And R package to infer the causal DAG under the assumtion of an additive model.
The code takes an n x p data matrix and fits a Causal Additive Model (CAM) for estimating the causal structure of the underlying process. The output is a p x p adjacency matrix (a one in entry (i,j) indicates an edge from i to j).
Details of the algorithm can be found in: P. Bühlmann, J. Peters, J. Ernest: "CAM: Causal Additive Models, high-dimensional order search and penalized regression", Annals of Statistics 42:2526-2556, 2014.
- adds bootstrap based hypothesis test for total causal effects (or at least for smaller causal order)
- adds functions to simulate related models
- adds some documentation & unit-tests
- simplifies the code base & speeds up model fits (using data.table)
# install.packages("remotes")
remotes::install_github("jan-glx/CAM")library(CAM)
set.seed(1)
n <- 5000
eps1 <- rnorm(n)
eps2 <- rnorm(n)
eps3 <- rnorm(n)
eps4 <- rnorm(n)
x2 <- 0.5 * eps2
x1 <- 0.9 * sign(x2) * (abs(x2) ^ (0.5)) + 0.5 * eps1
x3 <- 0.8 * x2 ^ 2 + 0.5 * eps3
x4 <- -0.9 * sin(x3) - abs(x1) + 0.5 * eps4
X <- cbind(x1, x2, x3, x4)
trueDAG <- edges2adj(i = c(3, 2, 2, 1),
j = c(4, 3, 1, 4))
## x4 <- x3 <- x2 -> x1
## ^ /
## \_____________/
## adjacency matrix:
## 0 0 0 1
## 1 0 1 0
## 0 0 0 1
## 0 0 0 0
fit1 <- CAM(X)
fit1$Adj # fitted DAG
#> [,1] [,2] [,3] [,4]
#> [1,] FALSE FALSE FALSE TRUE
#> [2,] TRUE FALSE TRUE TRUE
#> [3,] TRUE FALSE FALSE TRUE
#> [4,] FALSE FALSE FALSE FALSE
# check if causal ordering of inferred causal DAG is compatible with true causal DAG
areAllCausalOrdersCompatible(fit1$Adj, trueDAG)
#> [1] TRUE
p=3
trueDAG <- matrix(FALSE, ncol=p, nrow=p)
trueDAG[matrix(c(1, 2,
3, 3), ncol=2)] <- TRUE
## 1 -> 3 <- 2
trueDAG
#> [,1] [,2] [,3]
#> [1,] FALSE FALSE TRUE
#> [2,] FALSE FALSE TRUE
#> [3,] FALSE FALSE FALSE
sem_object <- random_additive_polynomial_SEM(trueDAG, seed_ = 5)
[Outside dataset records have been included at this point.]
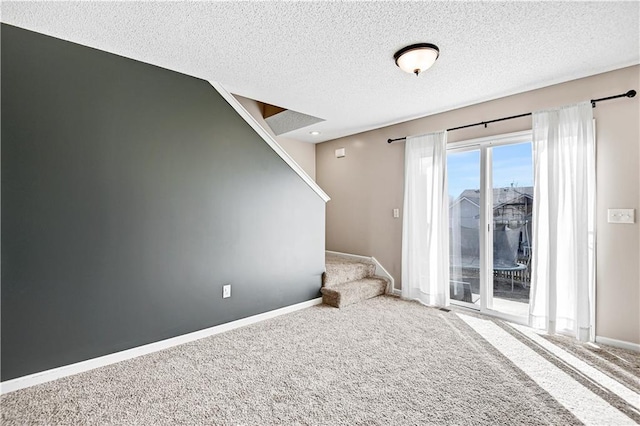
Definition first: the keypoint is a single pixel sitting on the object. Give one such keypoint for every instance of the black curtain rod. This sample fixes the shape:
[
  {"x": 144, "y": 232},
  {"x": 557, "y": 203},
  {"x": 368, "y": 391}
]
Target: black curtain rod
[{"x": 629, "y": 94}]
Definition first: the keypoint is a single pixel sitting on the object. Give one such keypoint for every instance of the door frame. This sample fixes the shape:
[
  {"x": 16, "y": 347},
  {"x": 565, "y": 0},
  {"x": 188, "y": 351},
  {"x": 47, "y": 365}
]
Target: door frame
[{"x": 484, "y": 145}]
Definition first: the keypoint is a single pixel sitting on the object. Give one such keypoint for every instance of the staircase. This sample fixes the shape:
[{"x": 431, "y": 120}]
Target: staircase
[{"x": 347, "y": 281}]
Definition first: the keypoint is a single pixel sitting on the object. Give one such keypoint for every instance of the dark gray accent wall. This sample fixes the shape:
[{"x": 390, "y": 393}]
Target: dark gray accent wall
[{"x": 130, "y": 195}]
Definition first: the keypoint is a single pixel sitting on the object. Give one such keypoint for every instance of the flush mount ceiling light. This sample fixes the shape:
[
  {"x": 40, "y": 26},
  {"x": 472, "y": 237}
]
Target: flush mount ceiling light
[{"x": 417, "y": 58}]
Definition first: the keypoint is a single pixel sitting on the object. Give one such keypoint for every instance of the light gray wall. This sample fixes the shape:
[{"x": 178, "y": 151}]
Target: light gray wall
[
  {"x": 368, "y": 183},
  {"x": 130, "y": 195}
]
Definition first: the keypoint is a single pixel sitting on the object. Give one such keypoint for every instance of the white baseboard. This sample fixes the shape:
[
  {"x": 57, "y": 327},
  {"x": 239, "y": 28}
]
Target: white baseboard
[
  {"x": 90, "y": 364},
  {"x": 618, "y": 343}
]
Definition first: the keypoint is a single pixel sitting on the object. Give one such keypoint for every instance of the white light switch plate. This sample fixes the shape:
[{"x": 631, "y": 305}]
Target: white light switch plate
[
  {"x": 621, "y": 216},
  {"x": 226, "y": 291}
]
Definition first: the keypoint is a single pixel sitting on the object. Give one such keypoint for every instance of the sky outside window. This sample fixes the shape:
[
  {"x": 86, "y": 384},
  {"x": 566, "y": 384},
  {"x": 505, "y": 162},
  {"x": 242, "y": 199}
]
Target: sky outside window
[{"x": 512, "y": 164}]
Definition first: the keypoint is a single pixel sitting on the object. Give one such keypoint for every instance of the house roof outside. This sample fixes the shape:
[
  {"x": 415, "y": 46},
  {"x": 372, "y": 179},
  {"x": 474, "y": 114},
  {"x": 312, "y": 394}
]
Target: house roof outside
[{"x": 501, "y": 196}]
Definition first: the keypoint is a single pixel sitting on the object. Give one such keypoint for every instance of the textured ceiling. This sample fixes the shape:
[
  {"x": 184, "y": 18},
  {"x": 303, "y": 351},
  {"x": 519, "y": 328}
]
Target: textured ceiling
[{"x": 335, "y": 59}]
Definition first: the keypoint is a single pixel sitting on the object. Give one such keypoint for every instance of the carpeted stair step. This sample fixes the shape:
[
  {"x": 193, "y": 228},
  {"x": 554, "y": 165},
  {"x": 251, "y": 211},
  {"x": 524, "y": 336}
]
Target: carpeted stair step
[
  {"x": 344, "y": 294},
  {"x": 339, "y": 270}
]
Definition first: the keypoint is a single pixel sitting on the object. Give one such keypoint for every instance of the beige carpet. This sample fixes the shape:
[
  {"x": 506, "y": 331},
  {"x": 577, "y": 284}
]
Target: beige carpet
[{"x": 381, "y": 362}]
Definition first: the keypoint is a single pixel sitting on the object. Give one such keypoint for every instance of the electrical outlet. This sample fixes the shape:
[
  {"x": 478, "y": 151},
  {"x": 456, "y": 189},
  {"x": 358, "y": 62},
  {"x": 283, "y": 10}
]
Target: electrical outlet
[{"x": 226, "y": 291}]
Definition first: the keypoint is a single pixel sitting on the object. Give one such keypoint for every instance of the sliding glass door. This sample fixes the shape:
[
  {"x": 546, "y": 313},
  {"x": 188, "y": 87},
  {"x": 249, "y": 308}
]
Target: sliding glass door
[{"x": 490, "y": 207}]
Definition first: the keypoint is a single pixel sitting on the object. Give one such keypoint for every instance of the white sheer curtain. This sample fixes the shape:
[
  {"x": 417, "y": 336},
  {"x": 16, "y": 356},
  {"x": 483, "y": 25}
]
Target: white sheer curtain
[
  {"x": 563, "y": 259},
  {"x": 425, "y": 227}
]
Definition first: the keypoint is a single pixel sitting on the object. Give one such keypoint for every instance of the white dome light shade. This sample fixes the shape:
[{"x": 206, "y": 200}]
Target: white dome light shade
[{"x": 417, "y": 58}]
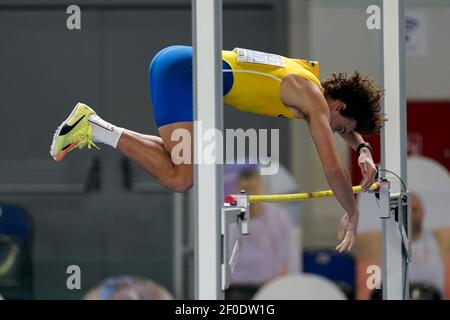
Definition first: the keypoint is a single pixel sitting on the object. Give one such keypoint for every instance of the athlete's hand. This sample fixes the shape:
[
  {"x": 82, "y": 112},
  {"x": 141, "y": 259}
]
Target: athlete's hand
[
  {"x": 347, "y": 232},
  {"x": 368, "y": 169}
]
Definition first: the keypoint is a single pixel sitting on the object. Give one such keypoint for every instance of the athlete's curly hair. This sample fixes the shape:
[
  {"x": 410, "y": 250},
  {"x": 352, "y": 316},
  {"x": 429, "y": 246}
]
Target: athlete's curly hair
[{"x": 362, "y": 98}]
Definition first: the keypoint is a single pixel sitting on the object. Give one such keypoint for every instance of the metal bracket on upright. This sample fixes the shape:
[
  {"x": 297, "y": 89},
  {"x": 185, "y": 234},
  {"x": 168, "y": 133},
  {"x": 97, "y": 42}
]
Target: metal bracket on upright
[{"x": 235, "y": 221}]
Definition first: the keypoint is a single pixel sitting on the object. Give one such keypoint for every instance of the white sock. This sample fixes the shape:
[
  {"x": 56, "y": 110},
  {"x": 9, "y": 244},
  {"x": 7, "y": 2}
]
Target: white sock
[{"x": 105, "y": 132}]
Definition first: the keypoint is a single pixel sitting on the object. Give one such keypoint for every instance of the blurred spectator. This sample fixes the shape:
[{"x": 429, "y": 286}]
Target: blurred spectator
[
  {"x": 427, "y": 266},
  {"x": 428, "y": 270},
  {"x": 264, "y": 252},
  {"x": 128, "y": 288}
]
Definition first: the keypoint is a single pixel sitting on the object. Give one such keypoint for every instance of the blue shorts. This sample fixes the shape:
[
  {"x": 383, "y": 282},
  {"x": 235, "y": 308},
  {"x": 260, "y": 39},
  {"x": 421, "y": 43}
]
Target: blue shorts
[{"x": 170, "y": 76}]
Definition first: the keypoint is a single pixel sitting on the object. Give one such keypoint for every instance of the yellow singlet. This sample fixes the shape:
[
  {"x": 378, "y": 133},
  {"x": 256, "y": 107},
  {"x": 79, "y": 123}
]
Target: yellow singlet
[{"x": 257, "y": 77}]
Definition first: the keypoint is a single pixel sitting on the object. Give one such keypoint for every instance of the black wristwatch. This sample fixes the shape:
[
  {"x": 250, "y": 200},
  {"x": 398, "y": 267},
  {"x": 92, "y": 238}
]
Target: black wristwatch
[{"x": 364, "y": 145}]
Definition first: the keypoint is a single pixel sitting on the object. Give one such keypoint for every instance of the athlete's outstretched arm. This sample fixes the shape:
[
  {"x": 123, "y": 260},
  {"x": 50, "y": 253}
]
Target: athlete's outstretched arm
[
  {"x": 365, "y": 161},
  {"x": 306, "y": 96}
]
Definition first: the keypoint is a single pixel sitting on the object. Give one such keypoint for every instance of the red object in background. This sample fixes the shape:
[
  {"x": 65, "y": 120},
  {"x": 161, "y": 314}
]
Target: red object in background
[{"x": 428, "y": 135}]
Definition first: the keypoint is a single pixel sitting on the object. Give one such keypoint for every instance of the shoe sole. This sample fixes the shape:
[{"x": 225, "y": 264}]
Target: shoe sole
[{"x": 62, "y": 153}]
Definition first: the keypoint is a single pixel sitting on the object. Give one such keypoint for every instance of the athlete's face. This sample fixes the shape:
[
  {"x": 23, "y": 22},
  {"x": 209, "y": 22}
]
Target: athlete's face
[{"x": 339, "y": 123}]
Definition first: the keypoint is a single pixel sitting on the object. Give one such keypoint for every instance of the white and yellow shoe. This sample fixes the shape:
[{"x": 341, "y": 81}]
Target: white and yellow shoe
[{"x": 75, "y": 131}]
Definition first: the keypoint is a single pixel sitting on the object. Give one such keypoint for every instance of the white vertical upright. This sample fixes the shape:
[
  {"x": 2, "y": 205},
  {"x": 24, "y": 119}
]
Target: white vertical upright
[
  {"x": 208, "y": 177},
  {"x": 393, "y": 144}
]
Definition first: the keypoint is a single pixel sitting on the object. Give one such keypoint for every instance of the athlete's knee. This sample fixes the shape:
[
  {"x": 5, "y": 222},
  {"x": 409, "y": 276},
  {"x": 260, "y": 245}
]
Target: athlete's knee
[{"x": 180, "y": 180}]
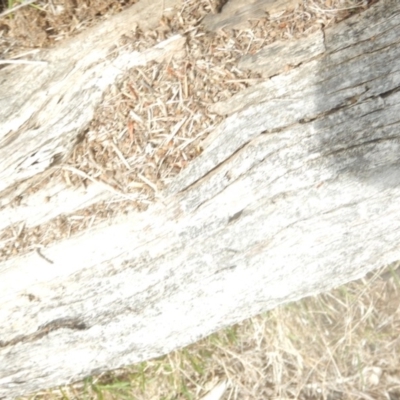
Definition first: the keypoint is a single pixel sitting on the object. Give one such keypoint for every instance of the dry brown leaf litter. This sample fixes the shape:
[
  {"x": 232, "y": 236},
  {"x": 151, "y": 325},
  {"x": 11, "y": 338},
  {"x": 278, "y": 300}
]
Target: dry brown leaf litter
[{"x": 150, "y": 126}]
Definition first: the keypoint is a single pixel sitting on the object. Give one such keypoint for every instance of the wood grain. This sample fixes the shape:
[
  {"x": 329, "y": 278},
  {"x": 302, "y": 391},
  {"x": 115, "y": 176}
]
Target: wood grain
[{"x": 296, "y": 192}]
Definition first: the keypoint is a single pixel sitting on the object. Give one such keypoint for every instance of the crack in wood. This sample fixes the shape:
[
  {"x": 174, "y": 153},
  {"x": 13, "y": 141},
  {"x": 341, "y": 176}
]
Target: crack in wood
[{"x": 45, "y": 329}]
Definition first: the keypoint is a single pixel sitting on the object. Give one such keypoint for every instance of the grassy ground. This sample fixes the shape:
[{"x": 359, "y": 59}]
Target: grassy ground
[{"x": 344, "y": 344}]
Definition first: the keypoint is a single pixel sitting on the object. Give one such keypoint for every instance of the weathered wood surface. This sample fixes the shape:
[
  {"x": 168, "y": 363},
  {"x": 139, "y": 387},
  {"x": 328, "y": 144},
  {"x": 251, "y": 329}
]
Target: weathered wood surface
[
  {"x": 43, "y": 118},
  {"x": 296, "y": 192},
  {"x": 240, "y": 13}
]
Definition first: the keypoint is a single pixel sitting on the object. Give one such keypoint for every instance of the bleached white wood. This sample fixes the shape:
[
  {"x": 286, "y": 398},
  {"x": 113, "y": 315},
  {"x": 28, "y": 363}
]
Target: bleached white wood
[
  {"x": 43, "y": 118},
  {"x": 297, "y": 191}
]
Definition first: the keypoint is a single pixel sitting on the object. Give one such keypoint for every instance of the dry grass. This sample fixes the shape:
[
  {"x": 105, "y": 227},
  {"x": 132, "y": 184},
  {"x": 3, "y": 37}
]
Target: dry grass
[{"x": 340, "y": 345}]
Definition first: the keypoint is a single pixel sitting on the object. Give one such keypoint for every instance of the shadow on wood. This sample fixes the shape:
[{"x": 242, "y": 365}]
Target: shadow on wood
[{"x": 297, "y": 192}]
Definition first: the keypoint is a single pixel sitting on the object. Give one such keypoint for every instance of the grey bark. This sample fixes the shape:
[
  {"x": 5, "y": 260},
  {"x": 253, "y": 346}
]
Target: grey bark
[{"x": 297, "y": 192}]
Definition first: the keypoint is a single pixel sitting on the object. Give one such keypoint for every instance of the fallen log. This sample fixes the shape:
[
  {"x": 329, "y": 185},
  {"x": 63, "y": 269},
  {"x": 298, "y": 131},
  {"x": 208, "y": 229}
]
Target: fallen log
[{"x": 296, "y": 192}]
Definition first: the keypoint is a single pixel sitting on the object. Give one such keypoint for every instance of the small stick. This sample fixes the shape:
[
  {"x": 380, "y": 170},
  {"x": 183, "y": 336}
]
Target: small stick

sem_object <- rescale_sem_object(sem_object, seed_ = 4)
X <- simulate_additive_SEM(sem_object, n = 400, seed_ = 3)
pairs(X)
# Test H0: 2 <~/~> 1 (TRUE)
bootstrap.cam(X, matrix(c(2, 1), ncol=2), B=100, method = "two-sided")$pvalue
#> [1] 0.86
# Test H0: 2 <~/~> 3 (FALSE)
bootstrap.cam(X, matrix(c(2, 3), ncol=2), B=100, method = "two-sided")$pvalue
#> [1] 0
This basically the package from CRAN by J. Peters, J. Ernest with some minor changes by @jan-glx and @nignatiadis.